Book Excerpt

Below is a section discussing trauma from a holistic perspective, from the first chapter of The PTSD Healing Process by David Redbord, MA, MPH.


Trauma is anything that we encounter that is beyond the capacity of our mind-body system to effectively process. Trauma can be looked at through three lenses; the biological, emotional, and energetic. If our mind-body system could process it effectively, it wouldn’t get stuck, and we wouldn’t have trauma.

Trauma in the Brain (Biological Perspective)

Figure 2: Trauma in the Brain
Figure 2

Let’s look at trauma from a brain perspective (Figure 2). Earlier, we talked about some examples of possible traumatic events. Anything that is happening in our environment, whether it’s a car accident or an earthquake or just eating lunch, is data taken in by our brain through the senses. This data arrives at a part of the brain called the thalamus (Van der Kolk, 2014). Anything we’re seeing, hearing, touching, or tasting is taken in through the thalamus where it’s filtered to another part of the brain called the amygdala. 

The amygdala is the emotional processing center of the brain, it looks at this incoming data and labels it accordingly (Van der Kolk, 2014). If it looks like a sad thing that happened, the amygdala puts a sad stamp on it.  If it’s an event that feels mostly like anger, the amygdala puts an angry stamp on it.  After that, the brain puts it in the hippocampus, which is the memory storage center of your brain. There, it can be stored and retrieved as needed.

A similar process happens with trauma. The brains of people who experience trauma are also taking in the same sensory information through the thalamus. Afterward, it goes to the amygdala. The amygdala then looks at the information and encodes it with the appropriate emotional label; angry, sad, fear, shame, guilt, doubt, whatever the feelings are. As a result of the perceived intensity of the emotion contained in the memory, the memory/information doesn’t move into long-term storage. It hangs out in this part of the brain where it remains unprocessed. Since it’s unprocessed, it’s very easy for it to get retriggered. If another experience that comes into your awareness gets processed by the thalamus and arrives at the amygdala, and reminds us of this event that’s unprocessed, it leads to a trigger happening. A trigger is a disproportionate emotional reaction to whatever the current situation is. Meaning if the situation seems to warrant a two out of ten for anger, but you’re at a ten out of ten, you’ve probably been triggered. In other words, the size of the reaction is huge compared to what is actually justified by the situation.

That’s why certain sights, sounds, and smells can retrigger us. They’re getting filtered in through the thalamus, stamped and labeled in the amygdala and touching on the unprocessed stuff that’s hanging around that area.

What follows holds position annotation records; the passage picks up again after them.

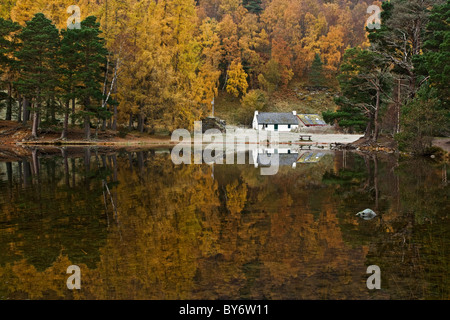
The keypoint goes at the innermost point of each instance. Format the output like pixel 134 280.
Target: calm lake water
pixel 140 227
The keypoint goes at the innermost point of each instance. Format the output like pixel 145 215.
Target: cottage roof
pixel 277 118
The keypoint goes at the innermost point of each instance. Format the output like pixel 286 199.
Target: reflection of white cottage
pixel 271 121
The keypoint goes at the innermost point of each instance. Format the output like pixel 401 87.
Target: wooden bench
pixel 305 137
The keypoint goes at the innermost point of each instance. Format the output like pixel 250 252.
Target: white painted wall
pixel 281 127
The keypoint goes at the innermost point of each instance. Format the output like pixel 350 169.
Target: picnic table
pixel 305 137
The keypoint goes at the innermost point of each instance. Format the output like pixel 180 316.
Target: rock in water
pixel 367 214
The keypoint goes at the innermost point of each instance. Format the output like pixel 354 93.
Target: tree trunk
pixel 9 106
pixel 66 121
pixel 130 122
pixel 377 111
pixel 19 112
pixel 35 125
pixel 368 133
pixel 140 123
pixel 114 120
pixel 73 112
pixel 25 110
pixel 87 127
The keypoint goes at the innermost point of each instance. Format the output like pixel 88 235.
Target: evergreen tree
pixel 89 76
pixel 316 76
pixel 401 36
pixel 7 47
pixel 253 6
pixel 69 61
pixel 434 64
pixel 365 82
pixel 38 63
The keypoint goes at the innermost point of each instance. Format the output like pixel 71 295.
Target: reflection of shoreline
pixel 287 156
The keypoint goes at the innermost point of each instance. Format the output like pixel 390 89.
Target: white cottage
pixel 271 121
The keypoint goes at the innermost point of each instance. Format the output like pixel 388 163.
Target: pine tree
pixel 7 47
pixel 253 6
pixel 316 76
pixel 69 62
pixel 435 61
pixel 365 82
pixel 38 63
pixel 92 60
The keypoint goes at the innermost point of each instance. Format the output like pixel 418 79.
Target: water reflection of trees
pixel 181 234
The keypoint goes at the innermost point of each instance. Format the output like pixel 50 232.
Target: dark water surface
pixel 224 232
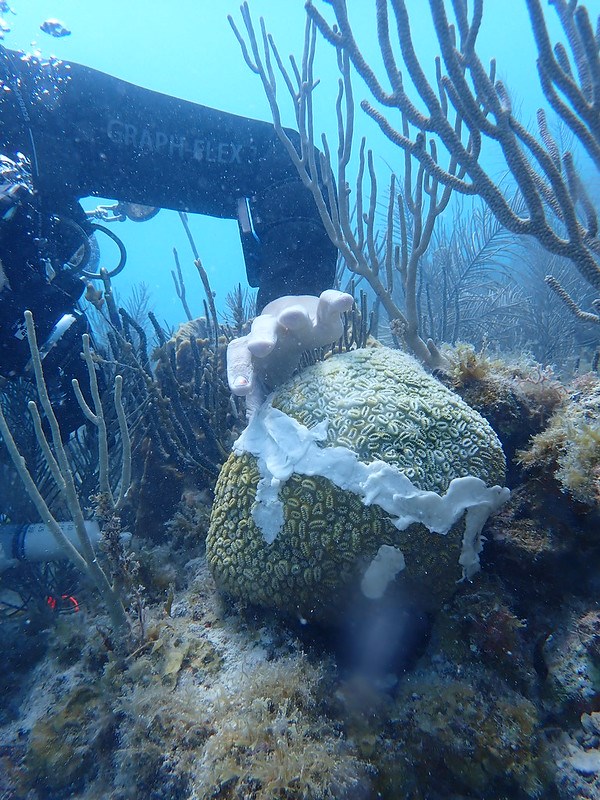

Trauma in the Physical Body

Trauma and stress can also be stored in the physical body. That’s why sometimes people have physical symptoms like tremors, shaking, pain, and nausea (Van der Kolk, 2014). These can actually be results of trauma in the body.

Trauma and the Emotions

Figure 3

Trauma is when the emotional charge we experience from an event exceeds our threshold to tolerate it (Ogden, 2006). I find the image of an overflowing cup helpful for this concept (Figure 3). If the cup could contain all the water being poured in, it wouldn’t overflow. If our system could handle the emotional charge, it wouldn’t result in trauma. You can see that this cup is not able to contain the quantity of water that’s coming in. In very much the same way, when our system is unable to deal with the intensity of an emotional charge, it lands in the system as trauma. If that emotional charge doesn’t exceed our ability to tolerate it, it doesn’t become trauma. Without that quality of exceeding our threshold, we’re left with just an event. Without this substantial emotional charge, we just have an event. Without this overflow, we just have a cup with water in it.

Going Deeper with Emotions

Let’s go deeper for a moment and look at why some folks have nightmares, intrusive thoughts, and triggers. It’s because there’s an unprocessed emotional charge stuck in the system. With all three of these issues, your subconscious mind is trying to find resolution about what happened. It wants to deal with the water that’s overflowing from the cup. It’s bringing these things to your attention through nightmares, intrusive thoughts, and retriggering. You can think about this as a call for help (Riedl, 2006). It’s as if your subconscious mind is raising its hand and asking you for your attention. There’s something that needs your attention here, and this is how your system is pointing it out to you.

Trauma in the Energy Body

Figure 4

We have a meridian system that flows through our body (Figure 4). Energy is constantly moving through this system. All disease from this perspective is caused by a block in the flow of energy through this system. It doesn’t matter whether that disease is physical, mental, emotional or spiritual. There’s some obstruction in the system. Just like before where we saw that stuff is stuck hanging out by the amygdala, it’s very much the same thing here. The energy that would normally flow through the system freely gets stuck (Gallo, 2004). The energy is no longer flowing properly, causing us to be retriggered and potentially leading to physical health effects.